I moved to Galveston and learned about hurricanes. These provide lots of warning; put the plywood over the windows and head north. Return when it’s over and see what’s left.
I got to Oklahoma and hadn’t been here a month when I heard my first tornado siren.
“What the hell is that?!” I asked a newsroom full of natives. They laughed.
A week later I lived through my first real hailstorm, which I heard before I saw it.
“Oh my God! What the hell is that?!” That’s hail, they said. They laughed again.
Two months later there was an ice storm.
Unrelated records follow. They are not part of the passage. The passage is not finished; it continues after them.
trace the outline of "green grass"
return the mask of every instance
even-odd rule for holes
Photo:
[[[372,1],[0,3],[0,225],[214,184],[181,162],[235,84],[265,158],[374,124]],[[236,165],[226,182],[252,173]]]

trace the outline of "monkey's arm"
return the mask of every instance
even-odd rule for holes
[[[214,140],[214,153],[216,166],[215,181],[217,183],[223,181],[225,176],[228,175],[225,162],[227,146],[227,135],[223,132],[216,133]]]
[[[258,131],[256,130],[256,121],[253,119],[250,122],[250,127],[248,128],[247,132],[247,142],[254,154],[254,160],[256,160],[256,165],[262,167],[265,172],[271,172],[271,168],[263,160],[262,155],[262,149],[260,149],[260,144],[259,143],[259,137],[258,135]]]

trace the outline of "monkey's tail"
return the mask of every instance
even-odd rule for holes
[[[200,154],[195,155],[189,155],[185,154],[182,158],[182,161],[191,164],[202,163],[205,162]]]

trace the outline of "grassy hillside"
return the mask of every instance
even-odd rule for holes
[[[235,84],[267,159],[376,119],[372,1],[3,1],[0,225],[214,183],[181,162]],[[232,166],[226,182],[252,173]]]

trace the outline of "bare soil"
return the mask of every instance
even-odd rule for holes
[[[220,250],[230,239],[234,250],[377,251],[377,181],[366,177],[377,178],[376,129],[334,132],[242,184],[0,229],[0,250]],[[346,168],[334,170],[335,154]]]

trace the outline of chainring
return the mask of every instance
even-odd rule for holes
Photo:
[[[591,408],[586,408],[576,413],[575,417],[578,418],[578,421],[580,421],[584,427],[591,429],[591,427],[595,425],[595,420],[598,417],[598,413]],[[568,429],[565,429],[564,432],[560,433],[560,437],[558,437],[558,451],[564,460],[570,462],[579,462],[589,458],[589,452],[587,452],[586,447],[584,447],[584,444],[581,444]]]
I learned that you shouldn’t squirt your windshield when it’s colder than 32 degrees, that it’s darn hard to drive uphill on ice, and that neighbors across the street get really jealous when your power is back in 24 hours and they’re still waiting five days later.
2013 wasn’t my first tornado, but it was the first one that took aim directly at my house. I was on a treadmill at the Rankin Y watching dire warnings on the TV and huffing my way through a five-miler while my youngest was playing Chutes and Ladders in child watch. As the sky darkened, I thought the building looked pretty sturdy and there were a lot of windowless spaces. Besides, tornadoes always go elsewhere (Moore). Edmond has had only 10 of them — all but one confined to the west side of town — and that’s keeping score all the way back to 1893.
But the one in 2013 wasn’t going elsewhere and I decided I’d rather be at home in my own tornado shelter than at the Y.
I grabbed the 3-year-old and headed east on Second Street, watching the tornado over my right shoulder. That was fine for a few blocks, but I got near Second and Bryant and, well, it’s Second and Bryant and now we’re sitting ducks listening to the radio count down how many minutes it will be until that twister makes us the twistees.
It got close enough that the 3-year-old and I went for a fun campout in the tornado shelter. It hit the Mercy Clinic Primary Care that was under construction and on days when there’s a strong northerly wind I can hit that place with a baseball from my porch and was tracking to hit somewhere between my dining room window and my front door when it suddenly made a right turn and missed us by a quarter mile.
Edmond’s 10 tornadoes have resulted in three deaths — all of them on May 5, 1893 — and 15 injuries — all of them on May 8, 1986. Edmond’s biggest tornado, an F4 that was 1,760 yards wide and cut a 9-mile path on April 30, 1978, hurt no one.
Just to be safe, my 12-year-old on Monday used his iPhone to record the contents of his room in case of an insurance claim. I would do that for the rest of the house, but I am much too casual about potential natural disasters.